Grounds for Sculpture

Grounds for Sculpture
MY HAPPY PLACE

Wednesday, November 30, 2011

One of Us

When you are attempting to make progress, any kind of progress, and no progress is being made, but in fact, change is spiraling downward, the slightest upturn becomes a TRIUMPH!
It’s like a baby’s first step.
It is cause for celebration.
Healing can feel like a full-time job.  No question about it.  
For some, it takes a village.  
I understand this now.  
But that is not my karma.
I watch my puppy looking up at me and I know he wants things back the way they once were.  But he is happy nestling up next to me and waiting out this long long pause right by my side.  He’s had a lot of adjusting to do.  Yes, he’s developed some new quirks and anxieties, but he’s also handled each new change with great resilience.  Admittedly, he’s also handled some of the changes with a sadness that will tear your heart out.
Oy vey.  Deep sigh.
I’m experiencing a very long setback after my third hip surgery and I’m doing my very best to “hold the pose.”
At first, I decided it wasn’t a setback, but a RESET.  A new theory I came up with and one I decided I was going to stick with.
Amazing to discover how deeply ingrained it has become to be living in a “NOW” society and how subsequently, things cannot change quickly enough.  But ask someone to sit with you in a NOW which is unchanging, unknown, “can’t figure out why it is this way-pain,” and few of us are able to “hold the pose.”  I know I’m becoming less and less “in love” with how long this “RESET” is taking.
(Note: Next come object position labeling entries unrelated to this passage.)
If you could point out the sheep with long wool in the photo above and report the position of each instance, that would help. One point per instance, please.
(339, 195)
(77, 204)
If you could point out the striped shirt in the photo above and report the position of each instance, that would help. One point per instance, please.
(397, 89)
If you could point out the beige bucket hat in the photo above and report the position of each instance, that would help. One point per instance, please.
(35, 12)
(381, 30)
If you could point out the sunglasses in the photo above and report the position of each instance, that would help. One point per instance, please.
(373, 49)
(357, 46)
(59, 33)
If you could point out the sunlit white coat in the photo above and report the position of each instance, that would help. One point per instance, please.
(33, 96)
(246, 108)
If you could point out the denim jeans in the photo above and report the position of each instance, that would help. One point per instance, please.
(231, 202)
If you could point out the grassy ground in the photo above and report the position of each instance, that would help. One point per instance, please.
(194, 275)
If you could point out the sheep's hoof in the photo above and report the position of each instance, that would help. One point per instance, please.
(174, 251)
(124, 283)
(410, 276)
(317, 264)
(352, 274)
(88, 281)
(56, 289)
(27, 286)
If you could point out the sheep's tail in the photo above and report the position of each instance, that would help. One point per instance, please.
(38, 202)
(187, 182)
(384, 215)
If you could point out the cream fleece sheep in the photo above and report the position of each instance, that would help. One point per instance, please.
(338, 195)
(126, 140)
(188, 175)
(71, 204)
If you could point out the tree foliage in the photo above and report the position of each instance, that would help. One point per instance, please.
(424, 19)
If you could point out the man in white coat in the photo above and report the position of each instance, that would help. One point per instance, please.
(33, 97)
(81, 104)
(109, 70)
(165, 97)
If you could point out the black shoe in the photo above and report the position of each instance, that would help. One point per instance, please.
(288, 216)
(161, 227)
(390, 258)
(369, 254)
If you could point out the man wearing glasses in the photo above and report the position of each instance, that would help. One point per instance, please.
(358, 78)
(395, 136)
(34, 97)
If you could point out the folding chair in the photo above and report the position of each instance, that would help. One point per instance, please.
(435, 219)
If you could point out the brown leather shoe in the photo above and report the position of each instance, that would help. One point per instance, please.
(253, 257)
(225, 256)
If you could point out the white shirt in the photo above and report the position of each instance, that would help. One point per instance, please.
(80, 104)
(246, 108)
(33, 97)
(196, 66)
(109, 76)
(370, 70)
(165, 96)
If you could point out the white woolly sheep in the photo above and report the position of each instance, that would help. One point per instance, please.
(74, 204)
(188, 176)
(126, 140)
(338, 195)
But how arrogant is it for me to decide how long this reset is meant to take?  Resets take as long as they take.  We’re not talking about brewing a pot of coffee here.  We are talking about healing several systems in the body which have gone haywire.  
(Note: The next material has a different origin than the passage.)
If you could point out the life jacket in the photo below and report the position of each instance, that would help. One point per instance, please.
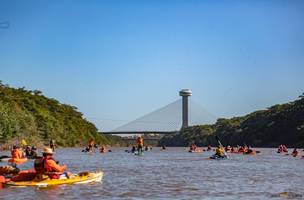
(42, 167)
(39, 165)
(16, 153)
(140, 141)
The hip bone’s connected to the thigh bone.  And the Orthopod is connected to the Cardiologist.  And so on and so on.  My mind flashes to the Joan Osbourne lyric, “What if god was one of us?  Just a stranger on the bus.  Trying to make his way home.”  
“God, Jill.  Sometimes, I wonder how your mind works.”  a friend often tells me.
Well, I’ll tell you.
The guru is everywhere.  The guru.  God.  Everywhere.  I’m convinced he is the gas attendant about two miles up the road, but that may have to be for another blog.  One time I found “him” in a homeless man and as starving as I was, I handed him the entire lunch I had just purchased for myself.  Not because he was homeless.  But because I knew he was the guru.  And he taught me everything I needed to learn that day.  
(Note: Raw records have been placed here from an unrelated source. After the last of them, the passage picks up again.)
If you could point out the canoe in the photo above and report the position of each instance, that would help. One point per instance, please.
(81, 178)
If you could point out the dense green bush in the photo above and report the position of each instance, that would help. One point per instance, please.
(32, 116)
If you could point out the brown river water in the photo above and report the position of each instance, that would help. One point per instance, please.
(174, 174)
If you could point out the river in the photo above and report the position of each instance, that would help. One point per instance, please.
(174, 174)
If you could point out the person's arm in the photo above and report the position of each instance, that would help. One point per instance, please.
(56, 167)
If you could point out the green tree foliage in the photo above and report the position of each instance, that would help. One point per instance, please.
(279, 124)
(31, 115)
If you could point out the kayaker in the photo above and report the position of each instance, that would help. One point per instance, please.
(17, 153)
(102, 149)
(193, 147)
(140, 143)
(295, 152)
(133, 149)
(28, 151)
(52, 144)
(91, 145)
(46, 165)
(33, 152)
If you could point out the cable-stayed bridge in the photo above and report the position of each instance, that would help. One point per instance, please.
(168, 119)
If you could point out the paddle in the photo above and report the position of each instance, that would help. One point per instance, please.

I wish I could recall the experience more clearly, but I remember living into that experience very fully and sharing it with someone I refer to as my “big married sister.”  We’re not related, but she’s very dear to me, and that’s her nickname.  When I can no longer remember certain details of my life, I am grateful that I live into my experiences as deeply as I do.  And even more grateful that I have a “BMS” and other loved ones to share them with.
Sometimes meeting your guru is not about searching but about listening and paying mindful attention.  That’s why I feel I have no right to judge how long this RESET is taking because my body knows more than my brain; it knows what it needs.  It IS my guru right now.  And it is my job to surrender.  
But Dear Guru, can we RESET with a little less pain?  I don’t even need any Chanukah gelt.  Just a little less pain.
But you see, I know that even asking this, is fighting against the truth of what is happening.  It’s hard not to though.  It really is.  
Dear Guru.  Thank you for teaching me what this pain feels like.  I bow to you.  I bow to it.  I understand we are on an expedition here.  And it will take the time it takes.  Thank you for teaching me about patience.  Perseverance.  Tolerance.  Compassion.  Persistence.  Resilience.  Unwavering Love.  Gratitude.  Devotion.  Receptivity.  
May these lessons never be lost on me.  May I always “REMEMBER.”  Reverently.  Humbly.  And with a strong inner compass.  And may I find ways to jolt myself into remembering anytime I begin to forget.  
May I always have the eyes to recognize and the ears to listen for ways to find you in any crowd.  Knowing.  Always knowing that you are one of us.
In gratitude for all of these blessings.